If you are interested in trying a funky drink while out, then I recommend trying a bag drink (pictured below). Imagine a Capri Sun type bag, (only bigger) filled with your favorite drink. For less than $5 or €3 you can get almost any drink you’d like in a plastic bag, and you can drink it inside or take it outside. Just a word of advice when drinking the bag drinks, be careful, because they are very strong.
(This was a Tequila Slammer!!!)
After GoGo’s, my colleagues and I usually head to another bar to play a game of Beer Pong. This is a good game to play downtown, and even if you do not drink alcohol you can still join in, as you don’t have to play with beer! Other popular games my friends and I play at the bars are pool, darts and cards.
Speaking of social activities, there is a monthly magazine called, “The Daegu Compass” which can be found at most bars downtown for free. It is targeted at westerners and contains everything you could ever need from food both Korean and western to cool activities to do in the surrounding areas. There are even maps and transportation tips – it’s defiantly worth a read.
3) Buying Food / Going Shopping in Daegu:
My neighborhood has a huge market that’s open seven days a week, Monday – Sunday 10am – Late. Here you can get everything from groceries, to fresh Kimchi to household items. Even if you don’t need anything it’s worth a walk through. Luckily for me, Korea's very own version of Tesco's or Walmart "Homeplus" is right on my door step. At Homeplus you can buy anything from pasta sauce to cleaning products to bedding. They literally sell everything you can possibly want.

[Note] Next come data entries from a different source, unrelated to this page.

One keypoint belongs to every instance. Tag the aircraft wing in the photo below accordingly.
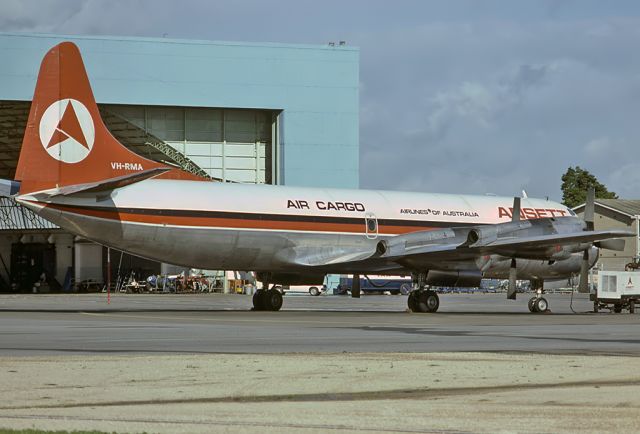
(509, 246)
(520, 239)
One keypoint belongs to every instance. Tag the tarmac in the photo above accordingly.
(203, 363)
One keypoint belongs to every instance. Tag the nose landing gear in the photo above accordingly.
(422, 300)
(538, 304)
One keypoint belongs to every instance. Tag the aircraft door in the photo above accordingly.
(371, 225)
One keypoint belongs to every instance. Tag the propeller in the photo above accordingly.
(355, 286)
(513, 271)
(589, 213)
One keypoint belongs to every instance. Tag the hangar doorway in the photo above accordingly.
(233, 145)
(31, 264)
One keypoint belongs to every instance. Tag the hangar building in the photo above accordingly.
(235, 112)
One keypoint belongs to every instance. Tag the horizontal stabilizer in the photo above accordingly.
(616, 244)
(9, 188)
(108, 184)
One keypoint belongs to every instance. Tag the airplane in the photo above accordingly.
(73, 172)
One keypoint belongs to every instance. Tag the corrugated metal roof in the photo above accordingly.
(16, 217)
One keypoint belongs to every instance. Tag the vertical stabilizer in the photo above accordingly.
(66, 141)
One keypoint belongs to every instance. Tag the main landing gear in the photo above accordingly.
(422, 300)
(538, 304)
(267, 299)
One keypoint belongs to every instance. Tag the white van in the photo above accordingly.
(314, 290)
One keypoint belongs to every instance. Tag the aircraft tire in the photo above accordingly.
(541, 305)
(427, 301)
(412, 301)
(258, 299)
(272, 300)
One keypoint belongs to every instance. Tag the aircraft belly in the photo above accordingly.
(198, 247)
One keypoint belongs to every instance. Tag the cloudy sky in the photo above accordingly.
(456, 96)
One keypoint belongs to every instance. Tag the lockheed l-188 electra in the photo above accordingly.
(73, 172)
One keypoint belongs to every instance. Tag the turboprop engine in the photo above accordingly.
(496, 266)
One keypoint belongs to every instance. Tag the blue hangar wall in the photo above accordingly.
(315, 87)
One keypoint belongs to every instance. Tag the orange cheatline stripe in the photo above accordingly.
(235, 223)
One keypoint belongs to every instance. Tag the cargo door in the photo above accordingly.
(371, 225)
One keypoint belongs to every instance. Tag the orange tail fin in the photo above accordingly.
(66, 142)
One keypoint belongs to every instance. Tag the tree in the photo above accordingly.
(576, 182)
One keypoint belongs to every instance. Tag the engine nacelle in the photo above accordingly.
(496, 266)
(454, 278)
(482, 236)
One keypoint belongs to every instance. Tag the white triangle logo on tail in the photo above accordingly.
(67, 132)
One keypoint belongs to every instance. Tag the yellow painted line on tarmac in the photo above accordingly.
(249, 320)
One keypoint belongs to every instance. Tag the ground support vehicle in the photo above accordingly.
(377, 284)
(616, 290)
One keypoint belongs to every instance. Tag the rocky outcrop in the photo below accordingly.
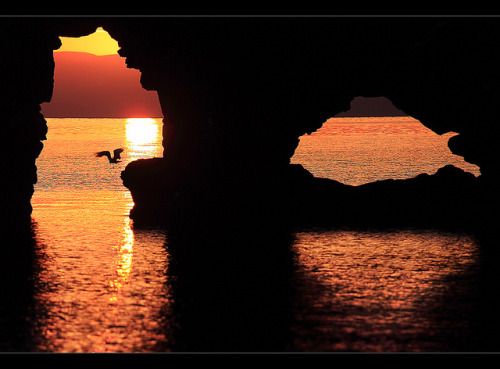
(236, 94)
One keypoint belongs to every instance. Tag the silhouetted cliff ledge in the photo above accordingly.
(293, 197)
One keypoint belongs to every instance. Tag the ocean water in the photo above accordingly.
(104, 286)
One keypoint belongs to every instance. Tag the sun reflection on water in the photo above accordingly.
(142, 135)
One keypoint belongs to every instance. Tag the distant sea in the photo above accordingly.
(359, 150)
(102, 285)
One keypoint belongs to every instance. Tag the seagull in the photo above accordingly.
(116, 155)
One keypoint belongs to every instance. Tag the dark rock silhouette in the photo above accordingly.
(237, 93)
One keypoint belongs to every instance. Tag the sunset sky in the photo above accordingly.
(91, 80)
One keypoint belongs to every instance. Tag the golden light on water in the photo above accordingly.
(141, 131)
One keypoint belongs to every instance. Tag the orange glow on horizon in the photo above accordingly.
(97, 43)
(141, 133)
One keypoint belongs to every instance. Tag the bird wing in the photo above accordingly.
(117, 152)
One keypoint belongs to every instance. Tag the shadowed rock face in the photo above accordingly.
(237, 93)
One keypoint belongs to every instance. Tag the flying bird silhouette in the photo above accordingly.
(116, 155)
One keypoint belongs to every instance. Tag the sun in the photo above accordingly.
(97, 43)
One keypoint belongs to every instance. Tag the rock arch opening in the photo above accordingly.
(375, 141)
(98, 104)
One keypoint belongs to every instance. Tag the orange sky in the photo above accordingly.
(92, 81)
(98, 43)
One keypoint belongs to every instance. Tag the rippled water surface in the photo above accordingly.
(104, 286)
(361, 150)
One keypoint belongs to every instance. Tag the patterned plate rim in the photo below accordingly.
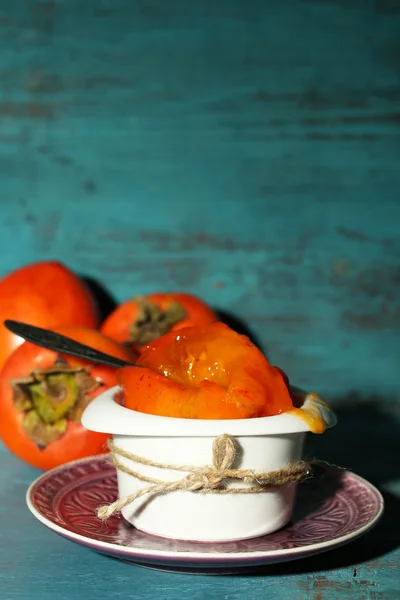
(141, 554)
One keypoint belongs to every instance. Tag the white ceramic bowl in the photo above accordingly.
(267, 444)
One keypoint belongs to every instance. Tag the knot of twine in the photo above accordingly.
(207, 479)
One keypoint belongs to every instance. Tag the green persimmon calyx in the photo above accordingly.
(153, 322)
(50, 399)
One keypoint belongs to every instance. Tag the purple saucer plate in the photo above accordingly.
(331, 510)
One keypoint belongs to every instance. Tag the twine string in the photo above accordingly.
(205, 479)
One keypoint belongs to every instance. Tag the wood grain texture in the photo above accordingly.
(246, 152)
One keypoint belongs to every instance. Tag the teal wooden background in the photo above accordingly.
(248, 152)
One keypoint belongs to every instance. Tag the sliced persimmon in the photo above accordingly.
(207, 372)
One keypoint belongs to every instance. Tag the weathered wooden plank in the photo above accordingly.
(249, 153)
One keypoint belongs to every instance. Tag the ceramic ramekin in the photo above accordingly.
(266, 444)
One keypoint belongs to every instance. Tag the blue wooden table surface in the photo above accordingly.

Daegu even has a Costco, where you can buy many of your favorite American goods.
Just like in America, you need a membership card (costing $40 per year) to be able to shop at Costco. The other teachers and I, whom I have a shared membership with, make a trip about once every two months. It is there that we buy many of the foods for our work pot-luck such as sour cream to provolone cheese to giant packs of Cheetos. Costco also sells amazing cookies, which are freshly baked, and enormous pizzas.
Perks of Living in Daegu:
Daegu is known for the city of food and when you come here you will know why. In Daegu when you order any type of dish you will be spoiled with the array of side-dishes which accompany it, and the waiter or waitress will always be happy to refill the dish for you. Whether it is kimchi, japchai, soup or pickles, prepare to eat a lot of it! Another thing Daegu is famous for is its service. This is when you get free food. This happens most often when you order drinks or become a regular in one of the many, many restaurants or bars Daegu has to offer. While this does happen all over Korea, I can honestly say, it happens most often in Daegu, in fact, service is almost expected in many places.
I hope this blog helped you get to know more about Daegu and all it has to offer. While both Seoul and Busan are amazing cities, there are many other cities, such as Daegu, that are terrific places to live in and visit when you are teaching English in Korea.
John May grew up in Dublin, Ireland where he is from & went to Trinity College – one of Irelands best known universities. He graduated from here in November 2012 with a B.A. (Mod) in Geography & Sociology. John has always had a passion for travelling having been to most of Europe, he decided to explore Asia after Uni. He had always wanted to teach and thought what
better way to travel than teaching English on the way. John is currently teaching English for CDI in Daegu, South Korea a position he found through Aclipse; and loves every minute of it!